# Question about the lower bound for $k \times k$-clique (under ETH) shown in “Slightly Superexponential Parameterized Problems”

I am reading the paper Slightly Superexponential Parameterized Problems at the moment and have two questions about it:

First question: The paper gives a proof of the following statement

Theorem 2.1: Assuming ETH, there is no $$2^{o(klogk)}$$ time algorithm for $$k \times k$$-Clique.

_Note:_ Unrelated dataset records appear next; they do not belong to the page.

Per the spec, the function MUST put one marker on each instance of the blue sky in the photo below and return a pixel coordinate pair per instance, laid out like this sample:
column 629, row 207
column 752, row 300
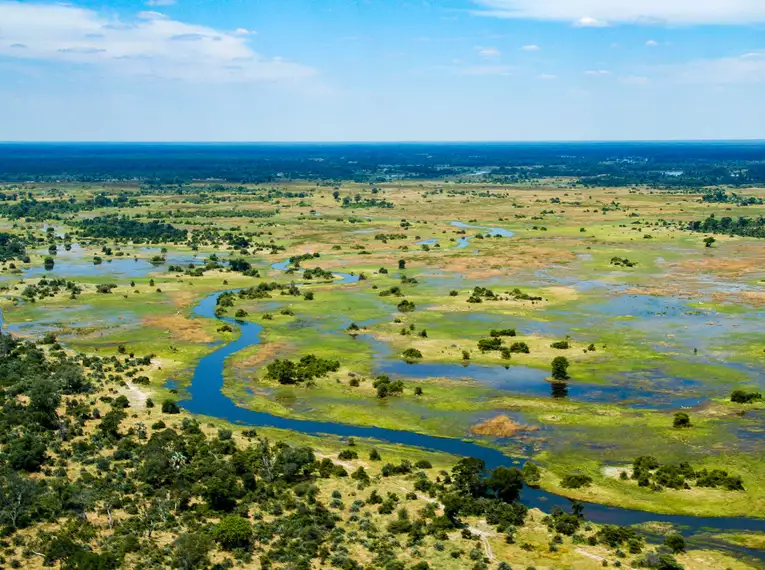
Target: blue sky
column 380, row 70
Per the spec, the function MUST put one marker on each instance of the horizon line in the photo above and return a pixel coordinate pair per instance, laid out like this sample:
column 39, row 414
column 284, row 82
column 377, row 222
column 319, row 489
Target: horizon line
column 362, row 142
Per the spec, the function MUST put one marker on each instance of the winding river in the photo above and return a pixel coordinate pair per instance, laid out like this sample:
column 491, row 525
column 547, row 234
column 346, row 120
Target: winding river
column 206, row 398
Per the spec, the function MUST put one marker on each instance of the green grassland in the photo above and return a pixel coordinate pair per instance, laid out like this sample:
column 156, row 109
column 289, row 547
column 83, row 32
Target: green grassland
column 684, row 316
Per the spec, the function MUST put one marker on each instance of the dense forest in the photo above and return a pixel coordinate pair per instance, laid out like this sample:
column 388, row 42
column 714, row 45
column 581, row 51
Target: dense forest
column 742, row 226
column 124, row 228
column 676, row 164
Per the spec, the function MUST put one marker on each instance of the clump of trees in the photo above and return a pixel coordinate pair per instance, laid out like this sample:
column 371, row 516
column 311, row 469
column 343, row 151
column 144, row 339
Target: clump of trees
column 648, row 472
column 128, row 229
column 744, row 397
column 622, row 262
column 306, row 369
column 560, row 366
column 742, row 226
column 386, row 387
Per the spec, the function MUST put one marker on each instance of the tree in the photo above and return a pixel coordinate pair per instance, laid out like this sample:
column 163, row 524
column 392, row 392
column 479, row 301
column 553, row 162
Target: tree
column 170, row 407
column 560, row 366
column 17, row 497
column 531, row 474
column 27, row 452
column 681, row 420
column 675, row 542
column 110, row 424
column 506, row 483
column 191, row 551
column 234, row 532
column 468, row 476
column 411, row 354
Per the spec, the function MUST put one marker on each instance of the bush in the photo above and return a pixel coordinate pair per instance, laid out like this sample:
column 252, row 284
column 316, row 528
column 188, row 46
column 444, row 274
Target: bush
column 233, row 532
column 560, row 366
column 742, row 397
column 170, row 407
column 675, row 542
column 487, row 344
column 681, row 420
column 411, row 354
column 576, row 481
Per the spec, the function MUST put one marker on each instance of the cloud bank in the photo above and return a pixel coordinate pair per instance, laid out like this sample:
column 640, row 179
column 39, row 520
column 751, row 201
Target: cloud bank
column 594, row 13
column 150, row 45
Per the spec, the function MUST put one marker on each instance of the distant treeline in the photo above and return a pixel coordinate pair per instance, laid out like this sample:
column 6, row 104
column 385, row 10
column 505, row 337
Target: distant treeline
column 122, row 227
column 720, row 196
column 185, row 214
column 676, row 164
column 53, row 209
column 747, row 227
column 10, row 247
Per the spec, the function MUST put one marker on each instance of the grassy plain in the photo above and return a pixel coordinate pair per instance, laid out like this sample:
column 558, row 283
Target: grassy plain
column 677, row 331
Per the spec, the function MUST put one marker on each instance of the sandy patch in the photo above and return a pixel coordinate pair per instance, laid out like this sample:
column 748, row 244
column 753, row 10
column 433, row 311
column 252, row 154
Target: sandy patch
column 180, row 327
column 615, row 472
column 265, row 353
column 135, row 396
column 499, row 426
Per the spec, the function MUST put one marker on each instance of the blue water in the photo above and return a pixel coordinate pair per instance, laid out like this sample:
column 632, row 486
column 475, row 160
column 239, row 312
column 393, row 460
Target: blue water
column 206, row 398
column 487, row 231
column 533, row 382
column 464, row 241
column 345, row 278
column 78, row 262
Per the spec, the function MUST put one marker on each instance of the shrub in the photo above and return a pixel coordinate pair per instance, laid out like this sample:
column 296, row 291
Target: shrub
column 576, row 481
column 170, row 407
column 233, row 532
column 411, row 354
column 560, row 366
column 742, row 397
column 681, row 420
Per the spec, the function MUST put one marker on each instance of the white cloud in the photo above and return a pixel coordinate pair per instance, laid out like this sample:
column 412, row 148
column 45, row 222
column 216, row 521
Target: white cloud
column 590, row 22
column 150, row 45
column 488, row 51
column 746, row 69
column 478, row 70
column 648, row 12
column 151, row 15
column 636, row 80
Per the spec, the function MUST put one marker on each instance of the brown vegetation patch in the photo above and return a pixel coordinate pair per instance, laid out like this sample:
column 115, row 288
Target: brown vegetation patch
column 180, row 327
column 499, row 426
column 726, row 266
column 182, row 298
column 265, row 353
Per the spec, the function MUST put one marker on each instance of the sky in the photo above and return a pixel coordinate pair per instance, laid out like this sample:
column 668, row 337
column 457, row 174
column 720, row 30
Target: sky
column 381, row 70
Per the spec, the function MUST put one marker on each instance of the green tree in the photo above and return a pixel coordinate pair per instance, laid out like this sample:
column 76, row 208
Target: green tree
column 191, row 551
column 675, row 542
column 560, row 366
column 681, row 420
column 234, row 532
column 506, row 483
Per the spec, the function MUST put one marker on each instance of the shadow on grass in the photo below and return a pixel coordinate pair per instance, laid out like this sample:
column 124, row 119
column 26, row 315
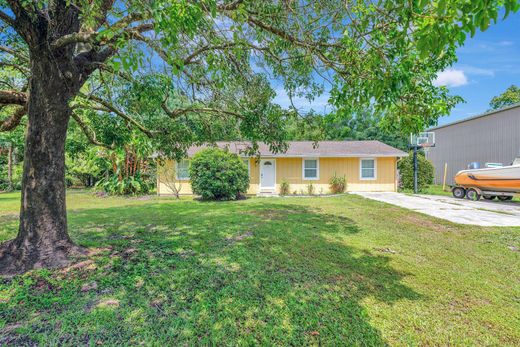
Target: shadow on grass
column 205, row 273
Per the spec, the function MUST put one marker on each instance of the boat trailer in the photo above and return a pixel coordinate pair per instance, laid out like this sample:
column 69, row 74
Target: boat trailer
column 475, row 193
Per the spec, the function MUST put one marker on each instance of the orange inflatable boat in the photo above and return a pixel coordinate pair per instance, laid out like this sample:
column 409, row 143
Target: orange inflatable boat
column 496, row 182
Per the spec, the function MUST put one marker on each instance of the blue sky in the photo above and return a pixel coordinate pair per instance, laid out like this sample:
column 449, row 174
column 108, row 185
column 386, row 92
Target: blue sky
column 487, row 65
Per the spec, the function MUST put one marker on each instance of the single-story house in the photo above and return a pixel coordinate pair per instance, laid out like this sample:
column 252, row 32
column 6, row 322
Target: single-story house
column 367, row 165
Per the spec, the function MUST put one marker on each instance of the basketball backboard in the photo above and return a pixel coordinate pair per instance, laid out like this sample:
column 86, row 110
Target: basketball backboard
column 424, row 139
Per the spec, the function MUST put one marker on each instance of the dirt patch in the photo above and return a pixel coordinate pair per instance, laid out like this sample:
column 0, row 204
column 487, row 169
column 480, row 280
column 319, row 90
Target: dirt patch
column 385, row 250
column 270, row 214
column 240, row 237
column 424, row 223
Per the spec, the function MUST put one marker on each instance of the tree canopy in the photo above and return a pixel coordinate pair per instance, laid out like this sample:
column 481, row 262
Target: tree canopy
column 510, row 97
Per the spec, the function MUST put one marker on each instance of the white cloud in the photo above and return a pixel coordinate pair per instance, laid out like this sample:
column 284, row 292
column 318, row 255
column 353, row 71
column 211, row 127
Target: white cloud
column 472, row 70
column 451, row 78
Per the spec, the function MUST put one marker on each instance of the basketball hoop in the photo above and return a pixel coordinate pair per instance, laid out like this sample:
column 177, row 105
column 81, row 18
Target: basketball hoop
column 424, row 140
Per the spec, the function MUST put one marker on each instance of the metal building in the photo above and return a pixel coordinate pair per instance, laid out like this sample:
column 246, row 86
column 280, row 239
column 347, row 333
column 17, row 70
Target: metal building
column 491, row 137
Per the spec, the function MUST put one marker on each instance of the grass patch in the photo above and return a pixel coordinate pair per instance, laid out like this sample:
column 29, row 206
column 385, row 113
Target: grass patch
column 330, row 271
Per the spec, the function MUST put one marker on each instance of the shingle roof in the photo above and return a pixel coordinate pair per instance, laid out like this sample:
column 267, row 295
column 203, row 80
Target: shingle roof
column 319, row 149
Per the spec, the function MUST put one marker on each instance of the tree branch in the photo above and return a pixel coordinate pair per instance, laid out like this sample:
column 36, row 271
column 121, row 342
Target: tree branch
column 231, row 6
column 14, row 53
column 6, row 18
column 89, row 37
column 13, row 121
column 13, row 97
column 109, row 107
column 181, row 111
column 89, row 133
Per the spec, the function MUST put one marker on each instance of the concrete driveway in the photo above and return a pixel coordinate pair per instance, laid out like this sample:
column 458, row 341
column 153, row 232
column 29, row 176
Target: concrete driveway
column 483, row 213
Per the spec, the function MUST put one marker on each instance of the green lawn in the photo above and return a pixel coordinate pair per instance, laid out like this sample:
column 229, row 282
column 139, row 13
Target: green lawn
column 283, row 271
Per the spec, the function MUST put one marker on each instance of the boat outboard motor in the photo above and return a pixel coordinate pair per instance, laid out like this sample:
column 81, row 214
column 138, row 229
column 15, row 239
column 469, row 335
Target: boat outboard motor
column 474, row 165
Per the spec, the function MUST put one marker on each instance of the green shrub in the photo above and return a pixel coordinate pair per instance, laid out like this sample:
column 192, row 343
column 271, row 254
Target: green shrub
column 424, row 174
column 132, row 185
column 310, row 189
column 285, row 188
column 337, row 184
column 216, row 174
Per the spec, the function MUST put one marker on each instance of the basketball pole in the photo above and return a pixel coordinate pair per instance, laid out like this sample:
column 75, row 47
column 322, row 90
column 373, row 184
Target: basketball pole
column 415, row 169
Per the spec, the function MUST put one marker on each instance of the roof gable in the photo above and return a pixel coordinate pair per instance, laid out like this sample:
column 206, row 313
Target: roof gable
column 318, row 149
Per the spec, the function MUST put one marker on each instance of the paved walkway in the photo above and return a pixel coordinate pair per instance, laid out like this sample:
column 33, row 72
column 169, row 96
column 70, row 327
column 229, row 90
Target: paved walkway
column 483, row 213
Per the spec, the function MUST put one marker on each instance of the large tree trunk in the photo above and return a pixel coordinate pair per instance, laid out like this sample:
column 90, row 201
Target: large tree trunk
column 10, row 167
column 42, row 240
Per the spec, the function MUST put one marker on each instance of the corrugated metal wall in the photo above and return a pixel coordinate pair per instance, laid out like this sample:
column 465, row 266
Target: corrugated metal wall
column 492, row 138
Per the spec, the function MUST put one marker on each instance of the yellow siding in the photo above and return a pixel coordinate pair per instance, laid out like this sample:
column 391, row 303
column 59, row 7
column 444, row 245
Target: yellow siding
column 290, row 169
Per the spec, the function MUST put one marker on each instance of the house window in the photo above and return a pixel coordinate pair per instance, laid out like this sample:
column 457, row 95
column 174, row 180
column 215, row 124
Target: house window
column 311, row 169
column 246, row 161
column 183, row 172
column 368, row 169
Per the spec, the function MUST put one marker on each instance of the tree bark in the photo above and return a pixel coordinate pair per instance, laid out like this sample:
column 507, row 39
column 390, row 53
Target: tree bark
column 42, row 239
column 10, row 167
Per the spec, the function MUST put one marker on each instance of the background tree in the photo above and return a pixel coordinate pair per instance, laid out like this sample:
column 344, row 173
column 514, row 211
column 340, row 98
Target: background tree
column 510, row 97
column 218, row 56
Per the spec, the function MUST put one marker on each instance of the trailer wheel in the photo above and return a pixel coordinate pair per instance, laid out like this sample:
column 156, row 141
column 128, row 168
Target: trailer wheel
column 472, row 194
column 459, row 192
column 505, row 198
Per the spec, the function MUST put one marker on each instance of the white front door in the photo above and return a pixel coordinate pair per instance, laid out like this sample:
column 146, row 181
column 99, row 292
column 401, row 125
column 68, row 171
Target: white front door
column 267, row 173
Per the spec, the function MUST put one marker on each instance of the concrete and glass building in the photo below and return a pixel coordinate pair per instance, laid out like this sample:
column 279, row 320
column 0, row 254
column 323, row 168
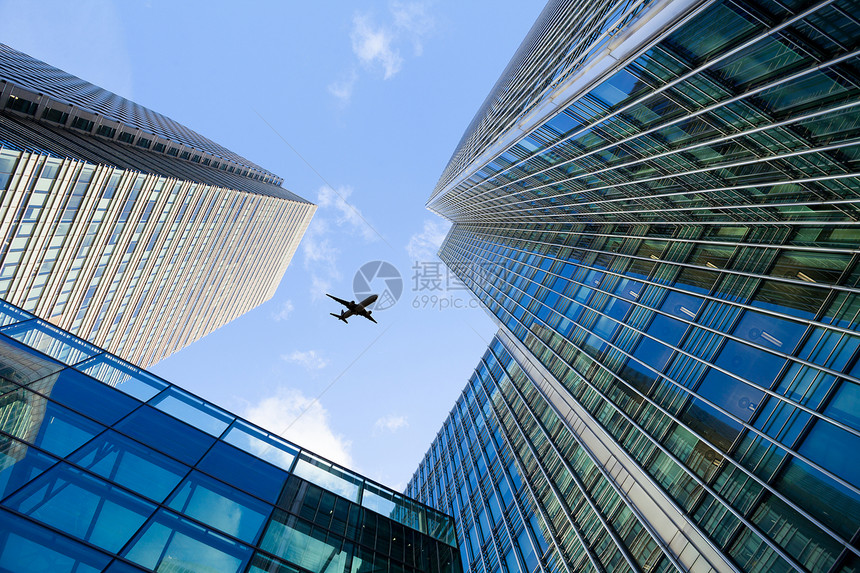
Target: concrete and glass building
column 124, row 227
column 658, row 204
column 105, row 467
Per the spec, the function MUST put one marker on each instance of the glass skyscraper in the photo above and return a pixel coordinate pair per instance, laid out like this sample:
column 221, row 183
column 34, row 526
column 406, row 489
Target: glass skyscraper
column 124, row 227
column 658, row 205
column 105, row 467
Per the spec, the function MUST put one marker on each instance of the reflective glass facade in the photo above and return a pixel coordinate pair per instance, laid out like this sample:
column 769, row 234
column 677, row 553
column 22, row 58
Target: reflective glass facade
column 669, row 247
column 124, row 227
column 105, row 467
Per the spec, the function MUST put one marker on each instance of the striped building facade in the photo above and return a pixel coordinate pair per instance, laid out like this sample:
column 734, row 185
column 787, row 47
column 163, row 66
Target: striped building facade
column 125, row 227
column 658, row 204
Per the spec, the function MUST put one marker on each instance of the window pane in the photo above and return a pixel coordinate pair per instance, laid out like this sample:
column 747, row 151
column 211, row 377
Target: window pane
column 122, row 376
column 261, row 444
column 131, row 464
column 302, row 544
column 221, row 506
column 50, row 340
column 89, row 397
column 826, row 445
column 326, row 475
column 193, row 410
column 23, row 366
column 19, row 463
column 166, row 434
column 244, row 471
column 10, row 314
column 171, row 543
column 82, row 505
column 51, row 426
column 23, row 544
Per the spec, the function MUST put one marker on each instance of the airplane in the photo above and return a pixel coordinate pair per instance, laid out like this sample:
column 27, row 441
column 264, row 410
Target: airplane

They prove this statement by sophisticated reduction from $$3$$-coloring. They then state that this construction runs in time polynomial in $$k$$. They state:

The graph $$G$$ has $$k^2$$ vertices and the time required to construct G is polynomial in $$k$$. […] Therefore, the total running time is $$2^{o(k \log(k)} \cdot k^{O(1)}$$

Why is this not $$2^{o(k \log(k)}) + k^{O(1)}$$ instead? As far as I can see, we have only have to construct the graph once, and then we can run the presumed $$2^{o(k \log(k)}$$ algorithm.

Second question: From this theorem, it follows that $$k \times k$$-Clique can not have a $$k^{o(k)}$$ algorithm under the Exponential Time Hypothesis. This follows from the abstract, which states that $$k^{O(k)} = 2^{O(k \log(k))}$$. What is a good way to proof this statement?